Я очнулся через какое-то время – на полу в кухне, возле окна, совершенно целого. Мое горло не было порезано, вообще на мне не было ни царапины.

( Та работа называлась «Обреченные свету». Дундук – Инженер, которому я непонятно зачем показал рукопись, вызвался набрать ее для меня на компъютере – уселся, раскрыл и первое, что сделал, это идиотски переврал заглавие, пропечатав: «Хлебные шарики в молоке». На ильве это похоже : « A lehtestave» - «Testavke am leite.»)

О сделанном я впрочем, большую часть времени жалею не слишком, только думаю иногда, что «Обреченные» хоть были написаны , но по-настоящему не сбылись, а иногда наоборот - что, сбывшись как глубинная суть, как ноумен , не были по-настоящему написаны, полноценно воплощены.
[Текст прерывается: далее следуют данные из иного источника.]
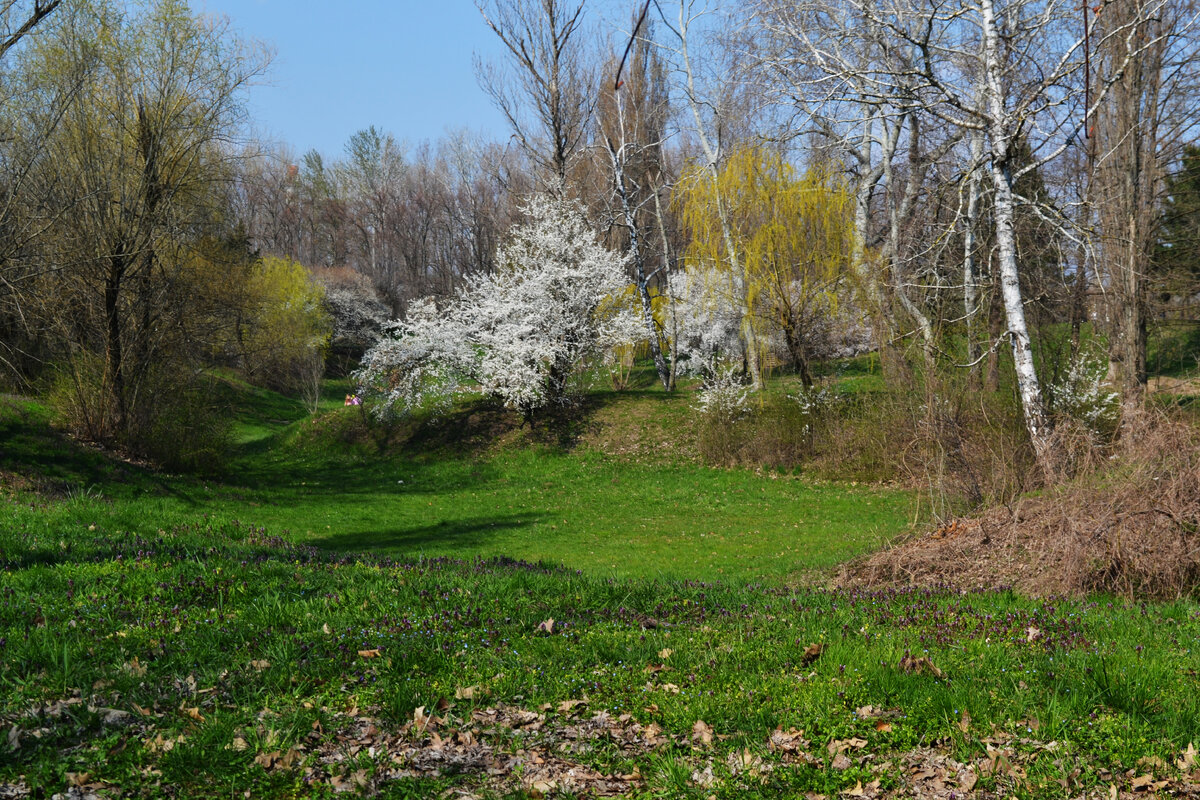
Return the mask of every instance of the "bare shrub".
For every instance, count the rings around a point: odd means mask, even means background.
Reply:
[[[1092,455],[1094,458],[1094,453]],[[846,567],[859,584],[1013,585],[1032,595],[1200,593],[1200,432],[1165,414],[1126,426],[1104,469],[954,519]]]

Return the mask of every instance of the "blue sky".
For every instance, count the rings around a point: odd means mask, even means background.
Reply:
[[[475,82],[474,55],[499,42],[470,0],[191,0],[275,48],[251,91],[259,133],[342,154],[368,125],[416,144],[448,130],[509,131]]]

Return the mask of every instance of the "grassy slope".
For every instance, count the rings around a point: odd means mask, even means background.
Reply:
[[[49,470],[64,485],[92,487],[109,500],[102,518],[116,530],[145,533],[206,513],[330,549],[508,555],[620,577],[790,579],[875,548],[911,522],[912,498],[898,489],[713,470],[671,452],[606,455],[586,443],[490,447],[470,409],[428,434],[433,440],[380,453],[359,410],[332,405],[341,386],[316,419],[272,392],[230,390],[242,444],[220,481],[166,481],[121,467],[124,480],[114,482],[98,455],[22,428],[14,408],[0,425],[24,431],[29,444],[0,456],[0,470]],[[607,397],[617,416],[601,408],[593,419],[604,421],[584,427],[640,447],[685,438],[686,397]],[[667,427],[643,435],[647,407],[646,416]],[[496,415],[474,416],[487,417],[476,427],[497,423]]]
[[[239,397],[247,444],[222,482],[114,463],[55,437],[36,405],[0,403],[0,475],[24,473],[24,488],[65,497],[18,495],[0,509],[0,786],[292,796],[356,780],[389,796],[451,786],[536,795],[546,787],[532,783],[534,759],[557,758],[640,774],[624,788],[644,796],[774,798],[912,787],[913,764],[944,777],[955,759],[977,789],[1108,796],[1110,781],[1129,786],[1124,769],[1177,778],[1174,762],[1200,728],[1193,603],[744,583],[869,546],[838,541],[826,521],[878,504],[881,530],[895,530],[901,493],[588,447],[380,459],[355,438],[352,413],[287,422],[302,411]],[[53,477],[35,487],[34,469]],[[655,516],[643,531],[647,504]],[[463,531],[472,521],[476,530]],[[271,539],[283,528],[377,554]],[[796,555],[778,558],[787,547]],[[500,551],[583,571],[384,558]],[[547,618],[548,636],[536,630]],[[805,663],[818,642],[826,650]],[[901,668],[910,652],[943,675]],[[472,686],[476,698],[456,699]],[[434,730],[460,733],[456,753],[469,750],[463,736],[485,741],[491,760],[451,769],[438,760],[446,746],[406,728],[414,709],[439,705]],[[894,716],[869,718],[865,706]],[[542,727],[473,721],[487,708],[542,712]],[[623,730],[647,728],[628,747],[595,726],[581,733],[601,710],[631,715]],[[718,738],[706,742],[697,721]],[[788,740],[797,750],[772,747],[779,726],[803,729]],[[354,750],[366,739],[400,760]]]

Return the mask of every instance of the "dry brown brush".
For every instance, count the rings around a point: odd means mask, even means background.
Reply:
[[[1200,594],[1200,432],[1126,425],[1108,464],[853,563],[850,584],[1012,585],[1031,595]]]

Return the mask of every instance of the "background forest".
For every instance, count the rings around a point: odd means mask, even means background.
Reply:
[[[1200,796],[1200,6],[601,4],[0,0],[0,798]]]
[[[971,486],[956,491],[979,503],[1111,444],[1145,404],[1148,357],[1194,366],[1186,2],[1114,0],[1086,19],[1044,0],[950,18],[650,4],[607,26],[582,4],[480,11],[508,48],[479,77],[509,140],[368,127],[326,160],[248,138],[245,94],[269,50],[227,22],[184,2],[8,4],[4,379],[53,397],[76,435],[167,464],[221,459],[214,368],[314,398],[326,371],[367,355],[382,410],[418,410],[431,381],[479,386],[484,367],[448,366],[414,308],[490,295],[492,321],[474,324],[494,337],[500,306],[553,307],[552,288],[502,301],[481,283],[520,272],[504,246],[530,197],[612,253],[624,288],[575,313],[607,297],[625,329],[511,356],[505,380],[514,359],[542,363],[520,379],[524,399],[504,395],[529,420],[569,399],[551,378],[607,365],[619,384],[648,359],[667,391],[701,380],[712,461],[794,465],[803,443],[757,452],[761,432],[733,431],[767,414],[766,378],[782,371],[824,426],[792,426],[808,450],[852,438],[847,417],[893,429],[883,407],[925,409],[924,445],[961,462]],[[868,353],[878,396],[834,408],[818,365]],[[398,373],[416,395],[397,407]]]

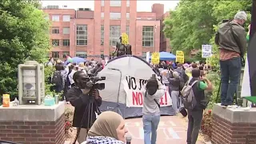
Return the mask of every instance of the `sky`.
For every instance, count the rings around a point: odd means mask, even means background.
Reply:
[[[69,9],[77,8],[90,8],[92,10],[94,9],[94,1],[41,1],[43,6],[48,5],[58,5],[60,7],[66,5]],[[170,0],[170,1],[146,1],[138,0],[137,1],[137,11],[151,11],[151,6],[154,3],[161,3],[165,5],[165,12],[170,10],[174,10],[175,6],[178,3],[178,0]]]

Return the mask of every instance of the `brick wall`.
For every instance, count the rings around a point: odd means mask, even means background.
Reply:
[[[231,123],[216,114],[213,118],[213,144],[256,143],[256,123]]]
[[[22,144],[63,144],[64,114],[55,122],[0,122],[0,139]]]

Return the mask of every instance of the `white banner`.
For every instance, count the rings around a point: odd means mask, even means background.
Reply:
[[[126,76],[122,81],[124,90],[126,93],[126,106],[143,107],[143,95],[142,94],[144,85],[147,80],[138,79],[134,77]],[[159,100],[161,106],[171,106],[172,102],[168,92],[168,87],[165,94]]]

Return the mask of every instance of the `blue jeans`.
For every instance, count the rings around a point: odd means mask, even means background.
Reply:
[[[160,122],[160,114],[145,114],[142,117],[142,121],[144,129],[144,144],[155,144],[157,141],[157,130]]]
[[[235,57],[226,61],[220,61],[220,67],[222,105],[232,105],[241,76],[241,58]]]

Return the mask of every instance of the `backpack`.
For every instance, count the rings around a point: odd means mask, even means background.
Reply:
[[[181,94],[184,107],[187,110],[193,110],[197,105],[197,101],[193,90],[193,86],[198,81],[194,81],[191,85],[189,84],[190,82],[190,80],[185,84],[181,91]]]
[[[179,76],[181,77],[181,80],[183,83],[186,83],[188,81],[189,77],[185,73],[185,70],[176,69],[174,71],[178,73]]]
[[[62,86],[62,72],[58,70],[54,71],[51,82],[55,86]]]

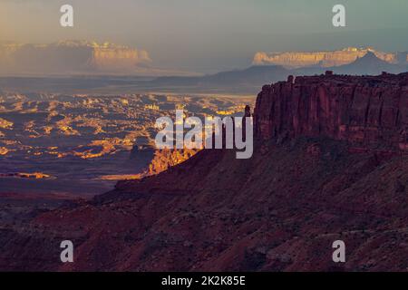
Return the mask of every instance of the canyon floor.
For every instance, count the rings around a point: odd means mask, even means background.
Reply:
[[[3,270],[408,270],[406,157],[299,138],[204,150],[90,201],[2,229]],[[290,164],[290,165],[289,165]],[[63,265],[59,244],[75,245]],[[332,260],[344,240],[347,262]]]

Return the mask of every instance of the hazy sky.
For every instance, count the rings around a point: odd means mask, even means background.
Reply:
[[[74,8],[74,27],[59,24]],[[345,28],[332,7],[346,8]],[[110,41],[147,50],[157,67],[214,72],[258,51],[374,46],[408,50],[408,0],[0,0],[0,41]]]

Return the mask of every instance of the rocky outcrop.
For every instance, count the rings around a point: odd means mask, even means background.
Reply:
[[[110,43],[0,44],[0,73],[7,74],[131,73],[151,62],[144,50]]]
[[[304,67],[320,65],[323,67],[338,66],[355,62],[357,58],[373,53],[379,59],[389,63],[406,63],[407,53],[389,53],[375,51],[373,48],[347,47],[332,52],[287,52],[287,53],[257,53],[254,64],[277,64],[286,67]]]
[[[408,73],[294,77],[265,85],[255,134],[268,140],[325,136],[357,148],[408,150]]]

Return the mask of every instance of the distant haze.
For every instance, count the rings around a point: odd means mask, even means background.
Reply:
[[[73,28],[59,24],[63,4]],[[332,26],[335,4],[345,28]],[[0,41],[110,42],[143,52],[140,67],[213,72],[249,66],[257,52],[407,51],[407,14],[406,0],[2,0]]]

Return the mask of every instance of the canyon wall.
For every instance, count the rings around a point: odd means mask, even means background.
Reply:
[[[389,63],[406,63],[407,53],[389,53],[375,51],[373,48],[348,47],[333,52],[287,52],[257,53],[253,63],[257,65],[275,64],[290,68],[320,65],[323,67],[338,66],[355,62],[357,58],[373,53],[379,59]]]
[[[6,74],[131,73],[151,62],[146,51],[110,43],[0,44],[0,73]]]
[[[265,85],[254,114],[257,138],[326,136],[355,149],[408,151],[408,73],[289,76]]]

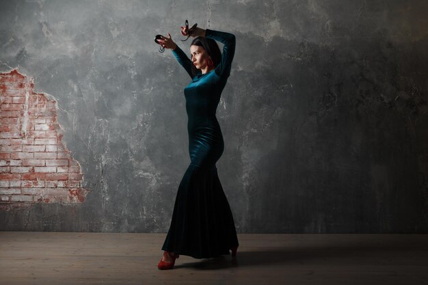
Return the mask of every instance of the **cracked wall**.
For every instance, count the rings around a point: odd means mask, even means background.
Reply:
[[[57,102],[14,70],[0,73],[0,208],[85,200],[83,174],[62,141]]]
[[[83,203],[1,230],[165,232],[189,163],[186,18],[237,48],[217,164],[239,232],[428,232],[428,2],[1,1],[0,72],[55,96]],[[219,44],[220,48],[222,45]]]

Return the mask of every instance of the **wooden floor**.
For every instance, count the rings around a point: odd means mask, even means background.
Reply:
[[[425,284],[427,234],[238,234],[236,258],[157,264],[165,234],[0,232],[0,284]]]

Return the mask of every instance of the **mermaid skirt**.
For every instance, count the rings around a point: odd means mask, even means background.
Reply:
[[[191,163],[177,191],[162,250],[209,258],[237,247],[233,217],[215,164]]]

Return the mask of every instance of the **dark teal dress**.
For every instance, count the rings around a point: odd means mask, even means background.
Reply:
[[[202,74],[196,69],[178,46],[172,51],[192,79],[184,90],[191,163],[180,182],[162,247],[162,250],[195,258],[230,254],[229,249],[239,245],[230,207],[215,166],[224,148],[215,111],[230,75],[235,37],[209,29],[205,36],[224,44],[221,62],[209,72]]]

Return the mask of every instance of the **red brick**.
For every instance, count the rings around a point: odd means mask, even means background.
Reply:
[[[24,109],[23,104],[1,104],[1,111],[23,110]]]
[[[23,166],[44,166],[44,159],[23,159]]]
[[[22,150],[23,146],[0,146],[0,152],[20,152]]]
[[[3,115],[2,115],[3,116]],[[19,124],[20,118],[1,118],[1,124]]]
[[[33,156],[33,152],[12,152],[10,154],[10,158],[12,159],[32,159]]]
[[[81,173],[79,174],[68,174],[68,180],[80,180],[83,177],[83,174]]]
[[[10,158],[10,153],[1,152],[0,153],[0,159],[7,159]]]
[[[10,197],[11,202],[33,202],[33,196],[29,195],[14,195]]]
[[[49,131],[53,130],[51,126],[46,124],[38,124],[34,125],[34,131]]]
[[[24,166],[11,166],[10,173],[27,173],[29,172],[31,169],[31,167]]]
[[[22,174],[22,179],[25,180],[45,180],[44,173],[25,173]]]
[[[0,202],[8,202],[10,200],[9,196],[0,196]]]
[[[68,187],[68,181],[67,180],[59,180],[57,182],[58,187]]]
[[[0,166],[0,173],[10,173],[10,167]]]
[[[21,174],[10,174],[10,173],[1,173],[0,174],[0,180],[16,180],[21,179]]]
[[[56,139],[55,139],[55,144],[57,141]],[[57,146],[53,146],[53,145],[48,145],[46,146],[46,152],[56,152],[57,150]]]
[[[10,182],[11,187],[21,187],[21,181],[10,180]]]
[[[24,113],[22,111],[2,111],[1,116],[3,118],[5,117],[23,117],[23,114]]]
[[[80,173],[80,166],[70,166],[70,173]]]
[[[10,125],[8,126],[8,125],[1,124],[0,126],[0,132],[10,132],[10,131],[12,131],[12,127],[10,126]]]
[[[23,146],[23,151],[28,152],[44,152],[44,146]]]
[[[68,173],[68,166],[57,166],[57,173]]]
[[[57,132],[55,131],[44,131],[45,137],[57,137]]]
[[[78,187],[81,187],[81,185],[80,181],[68,180],[68,187],[78,188]]]
[[[19,132],[1,132],[0,133],[0,139],[7,139],[12,137],[21,137]]]
[[[0,93],[1,94],[1,93]],[[0,96],[0,103],[12,103],[12,98],[13,97],[3,97]]]
[[[34,144],[57,144],[57,139],[34,139]],[[46,146],[47,147],[47,146]],[[56,151],[56,146],[55,146],[55,150]],[[52,151],[51,150],[46,150],[46,151]]]
[[[46,131],[33,131],[30,132],[31,135],[34,138],[44,138],[46,137]]]
[[[33,144],[33,141],[34,140],[34,139],[31,138],[31,137],[27,137],[25,139],[9,139],[9,142],[10,143],[10,144],[13,144],[15,146],[24,145],[24,144],[31,145],[31,144]]]
[[[46,174],[46,180],[68,180],[68,175],[62,174]]]
[[[46,165],[55,165],[55,166],[66,166],[68,165],[68,159],[46,159]]]
[[[22,166],[23,161],[20,159],[10,159],[9,165],[10,166]]]
[[[35,159],[56,159],[56,152],[34,152]]]
[[[0,180],[0,187],[10,187],[10,181],[8,180]]]
[[[5,194],[21,194],[21,189],[19,188],[0,189],[0,195]]]
[[[46,124],[46,118],[36,118],[33,119],[33,124]]]
[[[25,97],[12,97],[12,102],[15,104],[24,104],[25,103]]]
[[[57,158],[58,159],[69,159],[70,154],[67,152],[60,152],[57,154]]]
[[[56,173],[57,167],[55,166],[35,166],[34,171],[36,172]]]

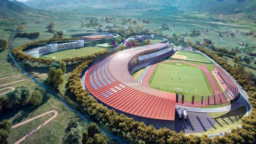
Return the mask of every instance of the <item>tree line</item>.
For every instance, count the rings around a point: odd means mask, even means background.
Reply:
[[[0,115],[8,110],[15,110],[17,108],[29,104],[40,104],[44,92],[43,90],[38,87],[36,87],[31,93],[26,86],[16,88],[8,92],[6,97],[0,98]]]
[[[203,49],[191,42],[188,43],[193,47],[196,46],[199,50],[214,58],[217,62],[225,69],[231,69],[221,58],[218,57],[209,50]],[[126,137],[137,143],[145,144],[254,144],[256,143],[256,111],[253,109],[251,114],[242,120],[242,128],[237,128],[231,132],[225,133],[222,137],[216,136],[214,138],[207,135],[199,137],[193,135],[185,135],[181,131],[177,132],[167,128],[157,129],[152,125],[146,126],[143,122],[135,121],[132,118],[121,114],[118,114],[113,109],[110,109],[102,104],[98,103],[89,92],[83,88],[80,78],[84,69],[95,61],[91,59],[84,62],[71,72],[68,80],[69,88],[70,92],[76,98],[82,106],[82,109],[91,115],[95,121],[100,122],[109,127],[116,134]],[[236,75],[233,75],[233,76]],[[237,76],[241,76],[240,75]],[[237,76],[236,77],[237,78]],[[250,95],[250,100],[254,106],[255,103],[255,87],[251,86],[246,79],[238,79]]]
[[[71,120],[66,128],[63,138],[63,144],[107,144],[107,136],[100,132],[94,122],[90,123],[86,129],[79,126]]]

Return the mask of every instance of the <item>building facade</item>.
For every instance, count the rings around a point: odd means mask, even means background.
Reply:
[[[53,43],[48,44],[45,46],[39,47],[32,51],[25,52],[25,53],[35,58],[56,52],[70,49],[82,47],[84,46],[84,40],[79,40],[76,41],[62,44]]]

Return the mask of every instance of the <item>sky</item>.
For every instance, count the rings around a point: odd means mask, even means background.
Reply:
[[[26,1],[27,1],[29,0],[17,0],[18,1],[19,1],[19,2],[26,2]]]

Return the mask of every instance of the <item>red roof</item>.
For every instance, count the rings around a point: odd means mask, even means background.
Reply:
[[[137,116],[174,121],[176,96],[139,83],[130,75],[128,64],[136,54],[166,47],[157,43],[131,48],[113,54],[92,66],[85,84],[102,103]]]

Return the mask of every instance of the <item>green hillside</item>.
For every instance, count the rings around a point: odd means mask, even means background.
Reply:
[[[232,21],[256,21],[254,0],[29,0],[25,4],[39,9],[84,12],[88,8],[165,11],[175,8],[182,12]]]

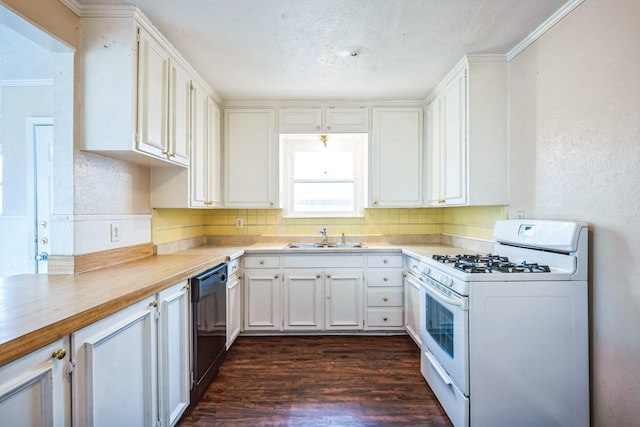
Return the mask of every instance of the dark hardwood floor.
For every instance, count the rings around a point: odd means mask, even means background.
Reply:
[[[239,337],[188,426],[451,426],[408,336]]]

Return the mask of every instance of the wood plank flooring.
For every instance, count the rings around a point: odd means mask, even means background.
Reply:
[[[408,336],[241,336],[179,426],[451,423]]]

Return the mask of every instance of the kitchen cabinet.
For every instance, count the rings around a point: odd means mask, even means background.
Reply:
[[[362,329],[362,270],[327,271],[325,280],[325,330]]]
[[[404,329],[402,255],[367,256],[365,329]]]
[[[422,205],[422,108],[374,108],[370,207]]]
[[[156,426],[155,298],[71,335],[74,425]]]
[[[224,205],[278,207],[274,109],[224,110]]]
[[[367,133],[367,108],[281,108],[280,133]]]
[[[147,166],[189,165],[195,72],[134,9],[82,18],[83,150]]]
[[[427,206],[505,205],[507,64],[469,56],[426,111]]]
[[[189,169],[152,168],[154,208],[222,206],[220,108],[197,81],[191,84],[191,157]]]
[[[191,391],[190,294],[187,281],[158,293],[158,383],[161,420],[174,426]]]
[[[189,405],[182,281],[71,335],[74,425],[174,425]]]
[[[242,330],[242,285],[240,284],[240,260],[227,264],[227,350],[231,348]]]
[[[322,329],[323,273],[292,270],[284,274],[284,330]]]
[[[282,326],[280,257],[245,256],[244,329],[278,331]]]
[[[66,336],[0,368],[2,425],[71,425],[70,350]]]

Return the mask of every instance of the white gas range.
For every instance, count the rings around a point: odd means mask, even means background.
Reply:
[[[455,426],[589,424],[587,225],[498,221],[420,262],[421,371]]]

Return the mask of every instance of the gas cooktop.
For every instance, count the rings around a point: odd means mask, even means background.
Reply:
[[[465,273],[549,273],[548,265],[515,263],[501,255],[433,255],[433,259],[443,264],[453,264],[453,268]]]

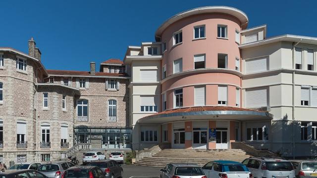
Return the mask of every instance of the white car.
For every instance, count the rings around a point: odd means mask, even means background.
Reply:
[[[123,163],[123,154],[120,152],[112,152],[109,155],[109,159]]]
[[[83,162],[89,162],[106,159],[106,156],[100,151],[88,152],[84,153],[83,156]]]

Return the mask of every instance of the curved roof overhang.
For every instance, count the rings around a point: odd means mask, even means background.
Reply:
[[[193,8],[178,13],[164,22],[155,32],[155,39],[159,41],[160,37],[164,30],[170,24],[190,16],[210,13],[221,13],[236,17],[240,20],[241,26],[248,23],[249,19],[242,11],[234,7],[225,6],[208,6]],[[245,26],[246,28],[246,26]]]

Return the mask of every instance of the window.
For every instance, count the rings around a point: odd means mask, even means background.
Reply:
[[[183,33],[181,31],[174,33],[173,37],[174,45],[183,42]]]
[[[302,48],[295,47],[295,69],[302,69]]]
[[[218,37],[227,38],[227,26],[218,25]]]
[[[309,89],[302,88],[301,89],[301,105],[309,105]]]
[[[175,89],[174,95],[175,107],[183,107],[183,89]]]
[[[157,112],[158,107],[154,96],[141,96],[141,112]]]
[[[43,107],[47,108],[49,107],[49,93],[43,93]]]
[[[108,116],[109,121],[116,122],[117,121],[117,101],[110,99],[108,101]]]
[[[141,132],[141,141],[158,141],[157,131],[144,131]]]
[[[16,59],[16,68],[19,70],[26,70],[26,60],[20,58]]]
[[[314,70],[314,50],[307,49],[307,70]]]
[[[195,69],[204,68],[205,60],[206,55],[205,54],[194,55],[194,63],[195,63]]]
[[[227,54],[218,54],[218,68],[227,68]]]
[[[227,86],[218,86],[218,105],[227,105]]]
[[[197,86],[194,89],[195,106],[205,106],[206,105],[205,86]]]
[[[174,73],[176,74],[183,71],[183,60],[182,58],[174,61]]]
[[[240,59],[237,58],[236,58],[236,70],[240,71]]]
[[[205,25],[194,27],[194,39],[205,37]]]
[[[63,110],[66,110],[66,96],[62,95],[61,99],[61,107]]]
[[[158,47],[148,47],[148,54],[149,54],[149,55],[158,55]]]

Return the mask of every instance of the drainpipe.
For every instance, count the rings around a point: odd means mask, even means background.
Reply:
[[[293,159],[295,159],[295,117],[294,116],[295,114],[295,91],[294,89],[295,89],[295,80],[294,77],[295,76],[295,46],[298,44],[302,41],[302,39],[300,39],[299,41],[297,42],[295,45],[293,45],[293,53],[292,53],[292,58],[293,58],[293,73],[292,74],[292,120],[293,120]]]

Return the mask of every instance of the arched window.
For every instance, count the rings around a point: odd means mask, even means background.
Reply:
[[[110,99],[108,104],[108,116],[109,121],[116,122],[117,121],[117,101]]]
[[[77,101],[77,121],[88,121],[88,101],[87,100]]]

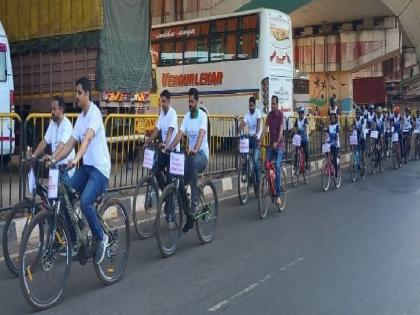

Временами мой дьявол щекочет мне ребра , нашептывая, что та работа в любом случае представляла куда большую эстетическую ценность, чем эта нынешняя. От одного только словосочетания « беллетризованный, литературизированный блог» еще недавно я, полагаю, полез бы на стенку. Теперь это несколько иначе, тем более что и беллетристическая часть его будет, если вообще будет, писаться во времени гораздо менее скором, чем ожидалось. То, что я теперь предлагаю Тебе, читатель, - это дневник просто, как он есть. У сетевых дневников обязательно бывают темы. Тема моего – частные хроники становления новоявленной души; я еще хорошенько поразмыслил бы относительно его публикации, если бы не предчувствие, что недалеко время, когда то, что ныне курьез и частность, станет повсеместным. И если случится так, что Ты, дочитав до этого места ( и, значит, видимо, признавая написанное чем-то большим нежели бредни ополоумевшего от никчемности и безделья неврастеника) и пойдя дальше, узнаешь здесь себя и свое, - значит, информационный щуп «Мнемоскопа», запущенный мной в океан жизненной игры, выловил для Последнего мира еще одного новорожденного морского змея.

Программа версии реальности «последний мир».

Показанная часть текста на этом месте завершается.